Microsoft keeps chugging as pandemic continues

The logo of Microsoft is displayed outside the headquarters in Paris, Friday, Jan. 8, 2021. As the pandemic raged through the U.S., Microsoft's business continued chugging ahead and beat Wall Street expectations for the last three months of 2020, powered by ongoing demand for its workplace software and cloud computing services as people worked from home. The company on Tuesday, Jan. 26, 2021 reported fiscal second-quarter profit of $15.5 billion, up 33% from the same period last year. (AP Photo/Thibault Camus, file)
The logo of Microsoft is displayed outside the headquarters in Paris, Friday, Jan. 8, 2021. As the pandemic raged through the U.S., Microsoft's business continued chugging ahead and beat Wall Street expectations for the last three months of 2020, powered by ongoing demand for its workplace software and cloud computing services as people worked from home. The company on Tuesday, Jan. 26, 2021 reported fiscal second-quarter profit of $15.5 billion, up 33% from the same period last year. (AP Photo/Thibault Camus, file) (Copyright 2021 The Associated Press. All rights reserved)

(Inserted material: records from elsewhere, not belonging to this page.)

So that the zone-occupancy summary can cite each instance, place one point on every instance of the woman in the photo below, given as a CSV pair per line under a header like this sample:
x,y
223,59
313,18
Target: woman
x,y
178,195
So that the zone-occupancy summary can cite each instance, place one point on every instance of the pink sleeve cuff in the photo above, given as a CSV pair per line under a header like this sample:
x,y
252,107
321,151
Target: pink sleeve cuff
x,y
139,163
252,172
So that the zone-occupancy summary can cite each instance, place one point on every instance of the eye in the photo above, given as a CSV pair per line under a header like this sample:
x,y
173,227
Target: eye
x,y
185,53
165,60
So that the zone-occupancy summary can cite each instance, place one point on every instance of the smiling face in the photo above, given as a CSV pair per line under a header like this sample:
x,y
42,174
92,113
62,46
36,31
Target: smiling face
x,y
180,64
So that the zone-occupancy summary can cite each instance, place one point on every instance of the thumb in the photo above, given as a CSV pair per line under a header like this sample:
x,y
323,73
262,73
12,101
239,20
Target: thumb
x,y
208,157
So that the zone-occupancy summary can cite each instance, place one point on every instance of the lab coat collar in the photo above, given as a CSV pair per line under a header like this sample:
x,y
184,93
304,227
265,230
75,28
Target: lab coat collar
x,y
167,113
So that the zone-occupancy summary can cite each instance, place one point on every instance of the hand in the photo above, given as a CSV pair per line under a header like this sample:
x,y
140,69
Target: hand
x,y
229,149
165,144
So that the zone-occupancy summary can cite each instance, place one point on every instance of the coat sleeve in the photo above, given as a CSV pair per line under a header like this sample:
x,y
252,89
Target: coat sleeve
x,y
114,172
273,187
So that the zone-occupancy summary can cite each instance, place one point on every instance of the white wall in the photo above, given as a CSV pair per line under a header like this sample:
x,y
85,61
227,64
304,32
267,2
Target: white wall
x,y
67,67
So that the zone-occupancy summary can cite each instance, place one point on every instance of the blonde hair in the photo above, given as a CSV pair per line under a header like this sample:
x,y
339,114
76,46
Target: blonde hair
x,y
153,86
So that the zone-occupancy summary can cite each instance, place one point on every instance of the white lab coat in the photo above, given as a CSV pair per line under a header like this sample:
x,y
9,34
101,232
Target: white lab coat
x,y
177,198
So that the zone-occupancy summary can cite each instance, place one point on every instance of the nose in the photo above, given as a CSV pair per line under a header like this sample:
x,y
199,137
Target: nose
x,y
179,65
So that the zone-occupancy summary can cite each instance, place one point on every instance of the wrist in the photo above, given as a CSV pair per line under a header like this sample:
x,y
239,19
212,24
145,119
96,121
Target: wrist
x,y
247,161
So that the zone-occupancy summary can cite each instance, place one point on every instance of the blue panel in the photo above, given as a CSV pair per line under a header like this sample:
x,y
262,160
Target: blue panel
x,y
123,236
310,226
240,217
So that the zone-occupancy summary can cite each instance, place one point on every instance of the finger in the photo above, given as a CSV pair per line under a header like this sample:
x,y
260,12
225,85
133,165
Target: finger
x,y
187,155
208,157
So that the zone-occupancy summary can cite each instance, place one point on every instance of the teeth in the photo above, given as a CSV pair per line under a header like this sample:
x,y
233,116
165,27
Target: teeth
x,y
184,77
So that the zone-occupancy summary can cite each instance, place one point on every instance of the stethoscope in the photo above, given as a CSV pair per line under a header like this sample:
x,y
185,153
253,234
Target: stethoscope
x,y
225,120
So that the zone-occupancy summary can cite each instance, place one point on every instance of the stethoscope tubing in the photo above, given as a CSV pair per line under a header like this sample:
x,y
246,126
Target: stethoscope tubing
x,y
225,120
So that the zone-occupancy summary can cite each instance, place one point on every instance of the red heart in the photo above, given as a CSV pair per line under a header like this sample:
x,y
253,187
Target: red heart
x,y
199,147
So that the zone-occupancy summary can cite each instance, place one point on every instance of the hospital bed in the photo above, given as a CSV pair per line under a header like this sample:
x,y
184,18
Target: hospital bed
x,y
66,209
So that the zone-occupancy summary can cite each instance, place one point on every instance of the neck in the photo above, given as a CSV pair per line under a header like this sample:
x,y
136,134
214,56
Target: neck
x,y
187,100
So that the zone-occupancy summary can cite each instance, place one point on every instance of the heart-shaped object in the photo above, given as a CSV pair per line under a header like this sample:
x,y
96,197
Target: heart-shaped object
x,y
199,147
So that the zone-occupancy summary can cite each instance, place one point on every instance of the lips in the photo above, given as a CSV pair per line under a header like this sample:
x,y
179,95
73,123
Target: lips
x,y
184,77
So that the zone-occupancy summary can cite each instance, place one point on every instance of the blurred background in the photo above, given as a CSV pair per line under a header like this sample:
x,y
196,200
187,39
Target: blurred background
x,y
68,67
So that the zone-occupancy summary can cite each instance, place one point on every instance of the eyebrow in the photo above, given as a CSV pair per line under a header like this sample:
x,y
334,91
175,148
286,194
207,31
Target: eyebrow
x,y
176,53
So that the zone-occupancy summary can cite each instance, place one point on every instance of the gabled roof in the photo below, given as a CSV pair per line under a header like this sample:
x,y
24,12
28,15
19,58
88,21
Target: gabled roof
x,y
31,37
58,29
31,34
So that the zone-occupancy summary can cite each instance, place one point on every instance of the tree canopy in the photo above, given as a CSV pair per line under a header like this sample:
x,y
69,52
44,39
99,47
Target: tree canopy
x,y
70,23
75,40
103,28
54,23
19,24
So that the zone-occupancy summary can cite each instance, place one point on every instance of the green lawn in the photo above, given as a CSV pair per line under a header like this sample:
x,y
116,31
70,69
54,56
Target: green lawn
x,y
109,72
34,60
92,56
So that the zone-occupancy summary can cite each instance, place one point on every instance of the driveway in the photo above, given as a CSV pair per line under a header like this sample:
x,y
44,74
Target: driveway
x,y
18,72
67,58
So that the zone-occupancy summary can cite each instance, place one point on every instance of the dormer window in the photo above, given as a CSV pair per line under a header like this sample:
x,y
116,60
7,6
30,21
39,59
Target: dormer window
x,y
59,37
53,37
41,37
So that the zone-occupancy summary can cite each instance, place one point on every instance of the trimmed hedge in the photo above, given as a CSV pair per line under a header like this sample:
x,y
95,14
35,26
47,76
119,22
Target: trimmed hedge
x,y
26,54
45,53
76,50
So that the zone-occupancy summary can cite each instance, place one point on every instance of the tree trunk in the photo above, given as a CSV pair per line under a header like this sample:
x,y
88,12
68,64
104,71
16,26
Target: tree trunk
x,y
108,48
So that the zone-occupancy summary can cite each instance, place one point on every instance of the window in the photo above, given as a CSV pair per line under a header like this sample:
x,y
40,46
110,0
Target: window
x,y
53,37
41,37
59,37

REDMOND, Wash. – As the pandemic raged through the U.S., Microsoft's business continued chugging ahead and beat Wall Street expectations for the last three months of 2020, powered by ongoing demand for its workplace software and cloud computing services as people worked from home.

The company on Tuesday reported fiscal second-quarter profit of $15.5 billion, up 33% from the same period last year.

In a statement Tuesday, CEO Satya Nadella called it “the dawn of a second wave of digital transformation sweeping every company and every industry.”

Net income of $2.03 per share beat Wall Street expectations.

The software maker posted revenue of $43.1 billion in the October-December period, up 17% from last year and also beating forecasts.

Analysts surveyed by FactSet were expecting Microsoft to earn $1.64 per share on revenue of $40.2 billion for the fiscal quarter.

The coronavirus pandemic sparked a massive shift to the cloud and to Microsoft that won't likely be reversed once the crisis is over, said Daniel Elman, an analyst at Nucleus Research. Consumer-facing businesses were forced to adapt to new ways of engaging with their customers digitally, and many of those businesses looked to Microsoft for the apps and services to ease that shift.

“So many people are already familiar with the Microsoft user interface that it’s a comfortable option," Elman said.